Now, Skmmp’s digital showroom enables designers to show their catalogues to wholesalers and retailers without being restricted to in-person appointments, something that became more important than ever at this year’s Milan Fashion Week with the outbreak of Covid-19 in Italy.
“Armani, one of the last catwalk shows, closed their doors and streamed the show without press and buyers in attendance,” said Carville.
“Extreme, but wise, measures to avert any spread of the virus. Buyers attending showrooms in Milan and Paris have since cancelled their buying schedules, [which] is like a fashion industry blackout. Skmmp at the moment is helping and supporting brands and agencies to continue to do business during the coronavirus outbreak,” she said.

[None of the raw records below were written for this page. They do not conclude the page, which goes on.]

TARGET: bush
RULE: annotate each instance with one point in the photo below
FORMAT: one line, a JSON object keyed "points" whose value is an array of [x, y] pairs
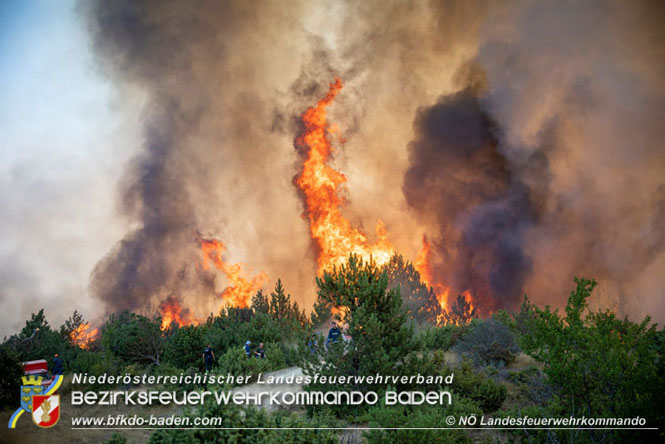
{"points": [[444, 337], [184, 348], [235, 362], [485, 392], [489, 343]]}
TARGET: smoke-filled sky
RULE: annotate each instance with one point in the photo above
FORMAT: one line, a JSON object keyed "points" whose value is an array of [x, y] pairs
{"points": [[524, 139]]}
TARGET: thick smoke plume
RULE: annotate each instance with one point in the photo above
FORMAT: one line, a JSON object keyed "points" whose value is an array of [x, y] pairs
{"points": [[210, 163], [459, 179]]}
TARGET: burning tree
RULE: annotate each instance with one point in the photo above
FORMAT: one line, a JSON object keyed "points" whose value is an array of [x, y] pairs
{"points": [[418, 298], [134, 338], [380, 337], [461, 312]]}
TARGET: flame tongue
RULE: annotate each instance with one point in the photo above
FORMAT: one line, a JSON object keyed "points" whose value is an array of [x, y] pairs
{"points": [[240, 290], [172, 311], [320, 184], [82, 337]]}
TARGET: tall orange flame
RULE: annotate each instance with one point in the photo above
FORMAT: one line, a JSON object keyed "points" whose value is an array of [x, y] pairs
{"points": [[81, 337], [321, 184], [423, 265], [240, 290], [172, 311]]}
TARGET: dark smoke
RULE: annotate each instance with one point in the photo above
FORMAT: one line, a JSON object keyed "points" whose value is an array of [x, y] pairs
{"points": [[213, 158], [459, 181], [158, 45]]}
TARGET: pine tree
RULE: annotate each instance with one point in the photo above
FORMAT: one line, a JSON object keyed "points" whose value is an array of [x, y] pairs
{"points": [[280, 303], [418, 298], [71, 324], [460, 313], [381, 340], [260, 302]]}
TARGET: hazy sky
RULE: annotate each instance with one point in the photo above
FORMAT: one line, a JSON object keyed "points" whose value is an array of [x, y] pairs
{"points": [[59, 167], [127, 127]]}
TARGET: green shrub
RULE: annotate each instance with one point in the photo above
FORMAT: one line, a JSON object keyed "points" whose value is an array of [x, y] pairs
{"points": [[488, 394]]}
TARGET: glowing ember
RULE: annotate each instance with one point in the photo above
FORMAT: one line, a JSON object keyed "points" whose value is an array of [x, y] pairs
{"points": [[240, 290], [81, 337], [321, 184], [172, 311]]}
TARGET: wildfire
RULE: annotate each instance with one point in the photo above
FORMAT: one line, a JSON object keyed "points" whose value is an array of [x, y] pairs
{"points": [[81, 337], [321, 184], [240, 290], [172, 311], [423, 265]]}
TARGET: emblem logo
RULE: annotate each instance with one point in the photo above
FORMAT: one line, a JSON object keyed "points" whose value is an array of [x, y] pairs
{"points": [[45, 410], [40, 401]]}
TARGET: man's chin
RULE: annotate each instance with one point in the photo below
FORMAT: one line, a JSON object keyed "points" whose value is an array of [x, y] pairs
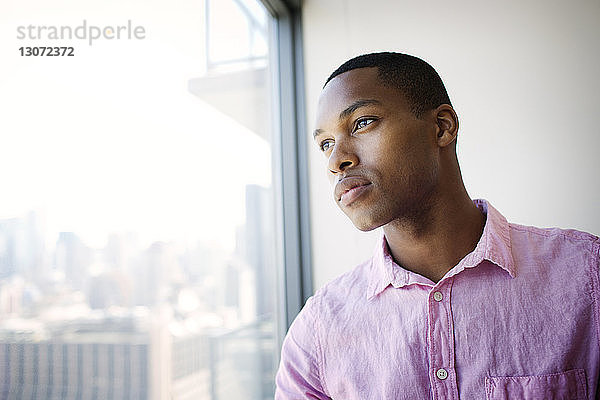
{"points": [[364, 224]]}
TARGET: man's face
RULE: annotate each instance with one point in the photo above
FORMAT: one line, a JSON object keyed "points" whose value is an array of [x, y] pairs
{"points": [[382, 160]]}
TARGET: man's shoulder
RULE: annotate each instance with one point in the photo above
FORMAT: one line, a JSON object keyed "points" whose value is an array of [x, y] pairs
{"points": [[566, 237], [346, 289], [554, 244]]}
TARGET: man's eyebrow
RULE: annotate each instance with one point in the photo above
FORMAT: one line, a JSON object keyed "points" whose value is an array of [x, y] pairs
{"points": [[355, 106], [349, 110]]}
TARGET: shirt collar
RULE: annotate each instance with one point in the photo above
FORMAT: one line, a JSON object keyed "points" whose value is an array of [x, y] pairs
{"points": [[494, 246]]}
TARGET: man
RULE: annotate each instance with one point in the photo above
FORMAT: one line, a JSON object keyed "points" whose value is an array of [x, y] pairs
{"points": [[456, 302]]}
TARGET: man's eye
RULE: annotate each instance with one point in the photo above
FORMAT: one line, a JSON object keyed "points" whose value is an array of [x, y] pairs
{"points": [[361, 123], [325, 145]]}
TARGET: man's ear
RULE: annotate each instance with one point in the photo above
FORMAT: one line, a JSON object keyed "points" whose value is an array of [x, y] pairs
{"points": [[447, 124]]}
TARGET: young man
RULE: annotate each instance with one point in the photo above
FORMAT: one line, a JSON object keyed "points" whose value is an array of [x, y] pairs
{"points": [[456, 302]]}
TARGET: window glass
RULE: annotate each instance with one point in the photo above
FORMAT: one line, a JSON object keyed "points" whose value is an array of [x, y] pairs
{"points": [[137, 244]]}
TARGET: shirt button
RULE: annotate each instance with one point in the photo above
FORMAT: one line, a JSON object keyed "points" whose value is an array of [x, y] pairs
{"points": [[441, 374]]}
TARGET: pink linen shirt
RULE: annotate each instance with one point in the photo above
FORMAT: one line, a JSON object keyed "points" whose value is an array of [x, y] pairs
{"points": [[517, 318]]}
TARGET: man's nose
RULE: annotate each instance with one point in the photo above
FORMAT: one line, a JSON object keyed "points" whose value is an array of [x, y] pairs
{"points": [[341, 158]]}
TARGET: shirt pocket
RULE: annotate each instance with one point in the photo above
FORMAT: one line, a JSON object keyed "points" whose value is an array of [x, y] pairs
{"points": [[568, 385]]}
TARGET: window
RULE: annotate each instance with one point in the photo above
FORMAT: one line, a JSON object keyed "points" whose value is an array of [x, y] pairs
{"points": [[141, 220]]}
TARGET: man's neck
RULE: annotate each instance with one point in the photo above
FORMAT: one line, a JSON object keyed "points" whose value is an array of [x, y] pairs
{"points": [[436, 242]]}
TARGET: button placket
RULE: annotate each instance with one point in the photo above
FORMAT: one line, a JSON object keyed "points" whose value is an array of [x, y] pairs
{"points": [[441, 340]]}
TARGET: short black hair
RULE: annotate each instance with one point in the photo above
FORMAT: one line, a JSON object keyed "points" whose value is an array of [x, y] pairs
{"points": [[416, 79]]}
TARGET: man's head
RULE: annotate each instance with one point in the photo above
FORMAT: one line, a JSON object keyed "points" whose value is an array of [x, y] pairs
{"points": [[385, 123], [420, 84]]}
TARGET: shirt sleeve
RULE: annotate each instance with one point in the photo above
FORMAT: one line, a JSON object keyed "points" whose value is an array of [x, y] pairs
{"points": [[298, 376]]}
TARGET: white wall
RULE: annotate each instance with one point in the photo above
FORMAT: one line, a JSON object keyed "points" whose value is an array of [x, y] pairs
{"points": [[523, 77]]}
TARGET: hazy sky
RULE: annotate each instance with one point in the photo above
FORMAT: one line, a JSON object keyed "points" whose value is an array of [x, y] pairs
{"points": [[111, 139]]}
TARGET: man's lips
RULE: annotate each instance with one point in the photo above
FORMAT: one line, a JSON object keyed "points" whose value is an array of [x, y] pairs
{"points": [[350, 188]]}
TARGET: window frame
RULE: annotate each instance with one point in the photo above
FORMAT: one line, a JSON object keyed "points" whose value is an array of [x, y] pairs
{"points": [[291, 161]]}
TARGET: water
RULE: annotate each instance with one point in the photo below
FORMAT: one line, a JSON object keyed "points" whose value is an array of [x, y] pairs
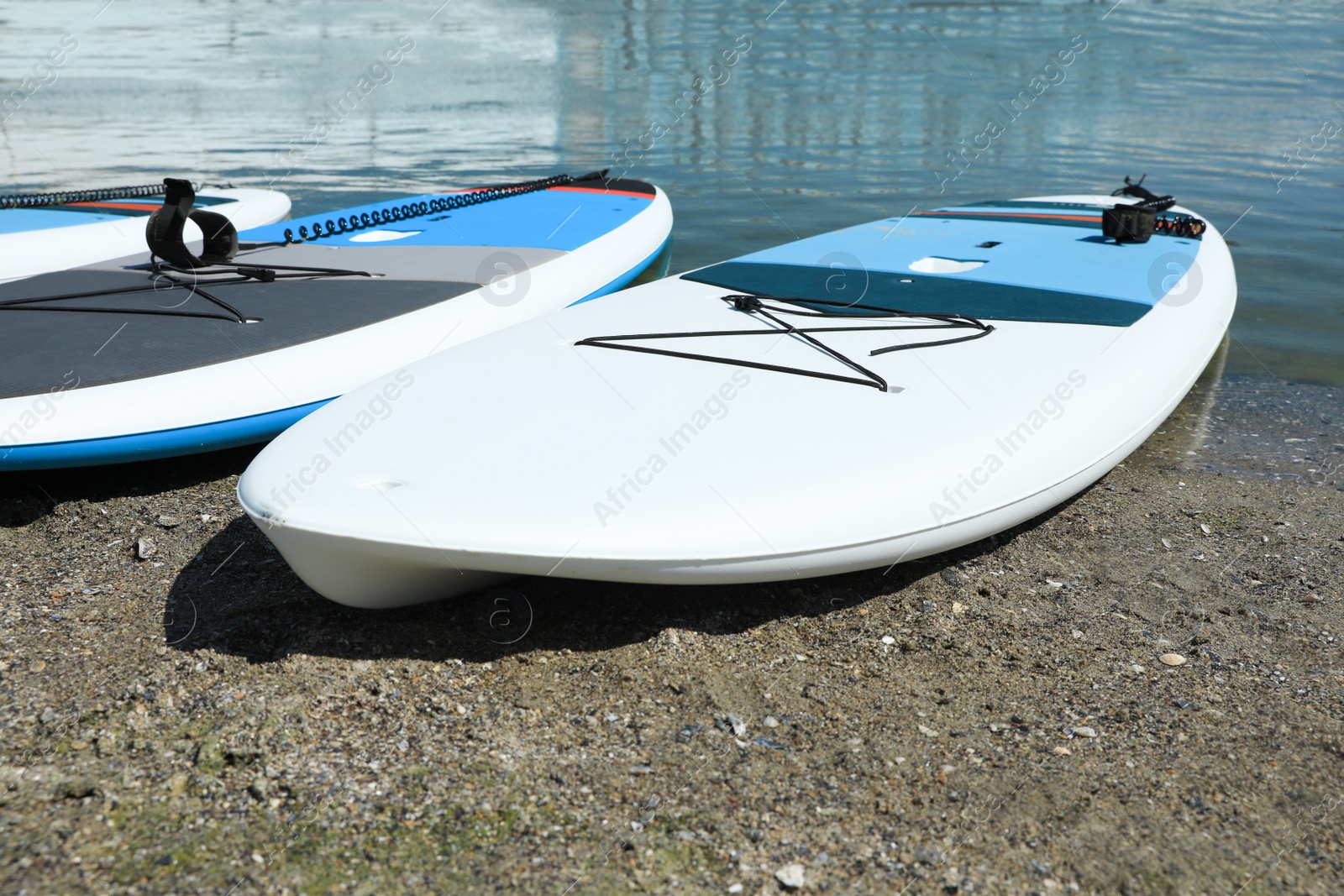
{"points": [[813, 114]]}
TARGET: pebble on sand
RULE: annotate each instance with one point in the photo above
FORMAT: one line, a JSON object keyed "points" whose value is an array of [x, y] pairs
{"points": [[790, 876]]}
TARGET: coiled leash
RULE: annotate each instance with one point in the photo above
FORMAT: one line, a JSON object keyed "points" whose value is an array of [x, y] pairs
{"points": [[183, 269], [382, 217], [1139, 222], [38, 201]]}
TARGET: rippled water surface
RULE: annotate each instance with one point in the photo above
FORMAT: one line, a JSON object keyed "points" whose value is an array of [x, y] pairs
{"points": [[813, 114]]}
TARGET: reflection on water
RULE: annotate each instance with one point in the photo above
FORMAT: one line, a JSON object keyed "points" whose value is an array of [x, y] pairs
{"points": [[763, 121]]}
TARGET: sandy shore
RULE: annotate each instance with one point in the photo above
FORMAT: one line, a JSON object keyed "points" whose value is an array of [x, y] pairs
{"points": [[991, 720]]}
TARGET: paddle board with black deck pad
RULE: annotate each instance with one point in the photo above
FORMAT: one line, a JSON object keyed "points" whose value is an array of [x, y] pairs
{"points": [[199, 349], [839, 403], [42, 233]]}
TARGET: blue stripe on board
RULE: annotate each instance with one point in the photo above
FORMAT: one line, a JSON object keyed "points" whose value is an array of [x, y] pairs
{"points": [[17, 221], [1032, 255], [152, 446], [624, 280]]}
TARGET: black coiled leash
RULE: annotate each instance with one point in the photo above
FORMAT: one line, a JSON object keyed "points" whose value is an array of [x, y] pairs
{"points": [[391, 214], [39, 201], [1137, 222]]}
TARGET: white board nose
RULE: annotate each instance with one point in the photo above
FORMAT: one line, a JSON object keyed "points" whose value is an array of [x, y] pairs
{"points": [[934, 265]]}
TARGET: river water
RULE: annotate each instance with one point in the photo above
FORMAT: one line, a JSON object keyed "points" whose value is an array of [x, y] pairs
{"points": [[806, 117]]}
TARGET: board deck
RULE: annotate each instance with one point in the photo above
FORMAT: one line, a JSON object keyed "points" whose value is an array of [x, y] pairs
{"points": [[736, 450], [136, 376]]}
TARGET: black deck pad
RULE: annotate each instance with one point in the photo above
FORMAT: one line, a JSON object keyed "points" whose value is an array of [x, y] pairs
{"points": [[46, 349]]}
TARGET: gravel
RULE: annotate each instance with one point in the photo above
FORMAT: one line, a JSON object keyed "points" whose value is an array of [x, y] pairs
{"points": [[197, 720]]}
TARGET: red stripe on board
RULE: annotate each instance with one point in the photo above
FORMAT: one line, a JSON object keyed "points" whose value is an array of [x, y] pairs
{"points": [[127, 206], [573, 190]]}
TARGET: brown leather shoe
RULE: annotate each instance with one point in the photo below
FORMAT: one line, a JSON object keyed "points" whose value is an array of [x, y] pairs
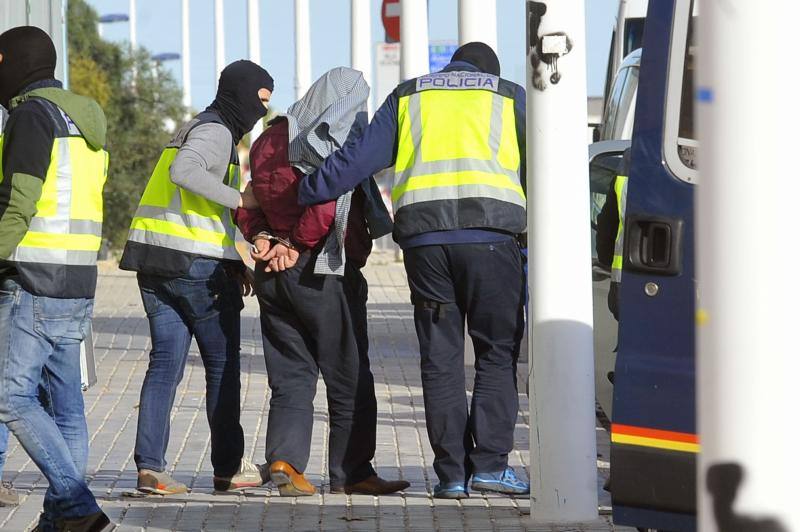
{"points": [[290, 482], [373, 485]]}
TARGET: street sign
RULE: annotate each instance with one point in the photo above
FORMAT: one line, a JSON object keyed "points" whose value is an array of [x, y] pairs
{"points": [[440, 53], [390, 14], [387, 74]]}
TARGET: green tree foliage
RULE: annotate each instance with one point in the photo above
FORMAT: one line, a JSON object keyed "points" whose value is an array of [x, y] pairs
{"points": [[143, 106]]}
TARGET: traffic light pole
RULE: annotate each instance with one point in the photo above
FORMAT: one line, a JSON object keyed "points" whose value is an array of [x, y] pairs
{"points": [[562, 414], [414, 59], [747, 354], [302, 48], [477, 21], [254, 50], [361, 41]]}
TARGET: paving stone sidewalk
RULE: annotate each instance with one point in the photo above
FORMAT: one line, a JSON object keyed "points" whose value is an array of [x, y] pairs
{"points": [[121, 340]]}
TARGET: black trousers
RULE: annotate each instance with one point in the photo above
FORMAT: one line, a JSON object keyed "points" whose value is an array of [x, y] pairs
{"points": [[312, 324], [483, 283]]}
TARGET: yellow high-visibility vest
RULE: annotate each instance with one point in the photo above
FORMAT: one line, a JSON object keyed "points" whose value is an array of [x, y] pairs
{"points": [[621, 191], [458, 158], [176, 219], [67, 227]]}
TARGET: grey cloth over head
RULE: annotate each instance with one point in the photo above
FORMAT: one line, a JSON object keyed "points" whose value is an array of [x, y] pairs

“We have been creating virtual showrooms for the past two years, but we never imagined that the coronavirus would be a driver for our solution on a global scale.”
How Fashion Week is going digital
Fashion has undergone an immense transition over the past 10 years. Traditional bricks and mortar sales are now supported by e-commerce sites and apps and, more recently, sales from these digital channels have surpassed physical store sales.
However, Carville said we are now seeing interesting ways of blending both digital and physical consumption experiences for the consumer, rather than a complete takeover.
“The traditional Fashion Week format is still very important but how business is done is changing season by season. Stockholm Fashion Week, for example, have cancelled Fashion Week in exchange for a fully digitised event.”
From a buyer point of view, Carville said that behaviour during Fashion Week sales appointments has also changed. “Buyers have less time to discover and order collections and yet they need to fulfil their budgets for the season ahead. Services such as ours fit into this new model to support change and efficiency.”
Forging a fashion tech career
For those interested in getting into the fash-tech industry, a move towards digital solutions is great news. “Technology and fashion are two very different sectors, but they coexist brilliantly,” said Carville. “The new luxury fashion is wearable tech, a connected wardrobe, sustainable supply chain, luxury goods authentication and blockchain.”
However, she added that those who have the interest need to gain first-hand experience of what is happening in the fashion industry so that you can use technology to fix it.
“Knowing the problem the industry has is intrinsic to the product design and technology employed,” said Carville. “Being able to articulate the problem and solution is a great starting point for creating the platform, curing workflow problems with technology along the way.”